Anima mía tente fuerte que nuestro señor Jesucristo por ti pasó muerte, al valle de Josafat irás y con el enemigo malo te encontrarás, enemigo malo vete de aquí que no tienes parte en mí ni en ninguno de los que estamos aquí, porque el día de la cruz dije tres veces: Jesús, Jesús, Jesús.

El oficio de rezadora solía ser ejercido por una persona mayor que, llamada por la familia de un fallecido, rezaba antiguas oraciones aprendidas de sus antepasados por el alma de los difuntos y su eterno descanso. O como se decía coloquialmente, ayudaban a que «bien mueran» los muertos.

Las rezadoras eran generalmente mujeres, el oficio era heredado de sus madres, abuelas u otras personas de más edad y prestaban sus servicios, generalmente, a las familias de menor poder adquisitivo.

Antiguamente, el velatorio o duelo, que transcurría con un continuo ir y venir de familiares, amigos y vecinos, se hacía en la casa del difunto y era en este lugar en el que la rezadora dirigía los rezos. Los funerales en los pueblos ha sido donde más se ha demostrado el respeto hacia la persona difunta paralizándose cualquier actividad durante las honras fúnebres.

Eran las mujeres las que se quedaban en casa rezando, mientras los hombres iban al cementerio a enterrar al muerto.

Se rezaban responsos por el eterno descanso del alma del recién fallecido y por otros difuntos de la familia que habían muerto anteriormente y que siempre eran recordados; se rezaban también otras oraciones que la rezadora preparaba para el momento y que le habían sido transmitidas por tradición oral.

Cuando los hombres regresaban del cementerio se paraban los rezos y las personas presentes se retiraban después de reiterarle su pésame a las dolientes.

A la rezadora, antes de despedirla, se le gratificaba y volvían a llamarla puntualmente al mes de la muerte o en otras fechas importantes para volver a rezar con ellas. Muchas familias rezaban a sus muertos todos los meses durante un año entero. Otro momento en que la rezadora prestaba sus servicios a las familias y se ganaba su sustento era el Día de los Difuntos que, de lápida en lápida, rezaba sus oraciones mientras se llevaba unos duros o pesetas a la faltriquera.

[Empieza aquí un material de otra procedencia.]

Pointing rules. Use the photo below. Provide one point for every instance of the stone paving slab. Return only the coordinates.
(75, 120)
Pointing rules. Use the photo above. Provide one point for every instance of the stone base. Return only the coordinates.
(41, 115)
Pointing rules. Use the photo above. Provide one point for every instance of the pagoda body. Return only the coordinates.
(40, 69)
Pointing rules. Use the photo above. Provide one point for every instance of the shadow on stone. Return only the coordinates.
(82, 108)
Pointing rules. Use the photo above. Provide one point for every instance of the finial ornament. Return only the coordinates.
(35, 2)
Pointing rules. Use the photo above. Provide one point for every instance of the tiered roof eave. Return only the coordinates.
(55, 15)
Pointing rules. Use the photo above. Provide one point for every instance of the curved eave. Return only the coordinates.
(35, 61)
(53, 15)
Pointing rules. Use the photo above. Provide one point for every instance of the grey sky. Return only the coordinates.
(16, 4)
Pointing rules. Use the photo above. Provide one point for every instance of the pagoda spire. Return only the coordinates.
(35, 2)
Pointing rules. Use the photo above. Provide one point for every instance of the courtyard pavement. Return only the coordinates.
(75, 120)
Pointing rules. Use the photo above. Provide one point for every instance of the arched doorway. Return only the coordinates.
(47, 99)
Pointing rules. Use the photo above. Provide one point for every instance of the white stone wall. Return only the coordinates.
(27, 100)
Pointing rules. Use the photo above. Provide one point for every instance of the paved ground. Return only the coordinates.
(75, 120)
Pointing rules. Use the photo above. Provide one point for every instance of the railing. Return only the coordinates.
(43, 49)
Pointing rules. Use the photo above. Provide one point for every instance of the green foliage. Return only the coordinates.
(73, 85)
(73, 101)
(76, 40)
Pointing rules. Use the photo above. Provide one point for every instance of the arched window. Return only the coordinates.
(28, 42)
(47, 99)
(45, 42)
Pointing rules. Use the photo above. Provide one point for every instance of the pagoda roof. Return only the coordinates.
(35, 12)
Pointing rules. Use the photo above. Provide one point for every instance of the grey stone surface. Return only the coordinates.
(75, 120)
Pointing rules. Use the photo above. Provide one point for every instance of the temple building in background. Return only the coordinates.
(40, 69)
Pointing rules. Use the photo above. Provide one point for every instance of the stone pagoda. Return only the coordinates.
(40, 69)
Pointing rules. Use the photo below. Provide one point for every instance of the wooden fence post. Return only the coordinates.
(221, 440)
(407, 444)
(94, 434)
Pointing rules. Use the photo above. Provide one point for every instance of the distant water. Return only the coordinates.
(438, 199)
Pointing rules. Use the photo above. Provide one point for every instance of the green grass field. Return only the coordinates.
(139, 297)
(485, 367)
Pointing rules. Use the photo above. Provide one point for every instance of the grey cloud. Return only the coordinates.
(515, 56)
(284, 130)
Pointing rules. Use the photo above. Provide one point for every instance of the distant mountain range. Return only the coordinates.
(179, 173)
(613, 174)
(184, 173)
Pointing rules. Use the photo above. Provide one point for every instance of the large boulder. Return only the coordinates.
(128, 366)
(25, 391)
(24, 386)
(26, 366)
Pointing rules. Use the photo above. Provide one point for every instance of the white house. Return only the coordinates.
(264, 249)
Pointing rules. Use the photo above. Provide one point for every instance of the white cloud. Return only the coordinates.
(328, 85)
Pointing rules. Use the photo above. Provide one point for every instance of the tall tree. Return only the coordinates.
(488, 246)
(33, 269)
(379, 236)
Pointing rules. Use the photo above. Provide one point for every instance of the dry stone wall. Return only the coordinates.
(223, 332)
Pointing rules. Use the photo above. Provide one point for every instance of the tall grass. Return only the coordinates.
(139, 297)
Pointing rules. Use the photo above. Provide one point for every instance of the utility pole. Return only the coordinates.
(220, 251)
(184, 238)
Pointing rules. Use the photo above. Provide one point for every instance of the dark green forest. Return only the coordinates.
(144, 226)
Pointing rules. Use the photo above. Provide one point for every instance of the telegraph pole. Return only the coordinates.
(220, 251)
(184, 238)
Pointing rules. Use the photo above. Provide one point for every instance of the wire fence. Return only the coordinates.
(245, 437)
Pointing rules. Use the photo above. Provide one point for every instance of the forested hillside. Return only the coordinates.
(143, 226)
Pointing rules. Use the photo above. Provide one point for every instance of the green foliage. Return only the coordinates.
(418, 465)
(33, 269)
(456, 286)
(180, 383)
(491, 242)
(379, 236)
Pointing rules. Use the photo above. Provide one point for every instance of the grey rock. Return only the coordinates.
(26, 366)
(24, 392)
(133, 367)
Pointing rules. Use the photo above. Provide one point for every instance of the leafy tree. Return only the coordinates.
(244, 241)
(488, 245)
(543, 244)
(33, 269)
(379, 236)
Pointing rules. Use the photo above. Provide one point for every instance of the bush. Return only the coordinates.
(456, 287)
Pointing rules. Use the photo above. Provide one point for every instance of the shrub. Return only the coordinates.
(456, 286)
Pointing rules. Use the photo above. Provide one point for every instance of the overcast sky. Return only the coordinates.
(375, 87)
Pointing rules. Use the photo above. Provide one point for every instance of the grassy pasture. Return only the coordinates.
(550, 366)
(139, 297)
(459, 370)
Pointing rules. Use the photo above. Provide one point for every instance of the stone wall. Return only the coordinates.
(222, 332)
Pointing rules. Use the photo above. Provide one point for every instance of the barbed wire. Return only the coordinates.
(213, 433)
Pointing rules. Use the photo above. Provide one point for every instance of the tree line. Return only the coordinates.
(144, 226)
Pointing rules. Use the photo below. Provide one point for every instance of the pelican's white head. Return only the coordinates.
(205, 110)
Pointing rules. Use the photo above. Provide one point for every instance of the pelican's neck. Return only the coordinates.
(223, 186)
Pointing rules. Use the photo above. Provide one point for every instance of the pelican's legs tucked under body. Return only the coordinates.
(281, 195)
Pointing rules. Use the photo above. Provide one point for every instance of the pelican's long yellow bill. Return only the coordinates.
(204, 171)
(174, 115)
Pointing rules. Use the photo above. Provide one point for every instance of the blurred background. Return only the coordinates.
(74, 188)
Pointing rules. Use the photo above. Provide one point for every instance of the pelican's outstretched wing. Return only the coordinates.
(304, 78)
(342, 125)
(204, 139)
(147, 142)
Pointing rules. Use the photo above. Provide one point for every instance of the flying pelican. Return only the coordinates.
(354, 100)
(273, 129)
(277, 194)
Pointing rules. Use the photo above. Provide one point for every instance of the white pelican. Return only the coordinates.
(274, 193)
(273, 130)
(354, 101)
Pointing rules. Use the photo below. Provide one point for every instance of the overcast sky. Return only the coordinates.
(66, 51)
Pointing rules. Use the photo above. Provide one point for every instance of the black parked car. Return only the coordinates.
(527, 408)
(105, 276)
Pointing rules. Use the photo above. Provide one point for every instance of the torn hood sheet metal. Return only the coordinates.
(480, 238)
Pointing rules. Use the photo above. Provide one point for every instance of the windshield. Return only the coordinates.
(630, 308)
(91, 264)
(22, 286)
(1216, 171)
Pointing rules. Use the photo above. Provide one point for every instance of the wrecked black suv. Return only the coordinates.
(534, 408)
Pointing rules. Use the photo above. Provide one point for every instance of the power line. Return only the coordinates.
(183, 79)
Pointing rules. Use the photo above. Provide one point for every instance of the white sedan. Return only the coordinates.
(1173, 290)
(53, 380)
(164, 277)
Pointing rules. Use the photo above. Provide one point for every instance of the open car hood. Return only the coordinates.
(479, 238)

En la actualidad vivimos en una sociedad donde han desaparecido muchos prejuicios y tabúes, pero curiosamente se ha acentuado uno, el de la muerte, que se oculta bajo imágenes de juventud, placeres, felicidad efímera, etc. relegando a un segundo plano la vejez, la enfermedad y también la muerte. Por eso, cada vez nos cuesta más enfrentarnos a ella, por eso, poco a poco, todos los ritos y costumbres relacionados con ella van desapareciendo, como este ancestral oficio.

A la última rezadora que se conoce en este pueblo nadie le rezó, como lo hizo ella en multitud de ocasiones, el día de su muerte allá por los años 70.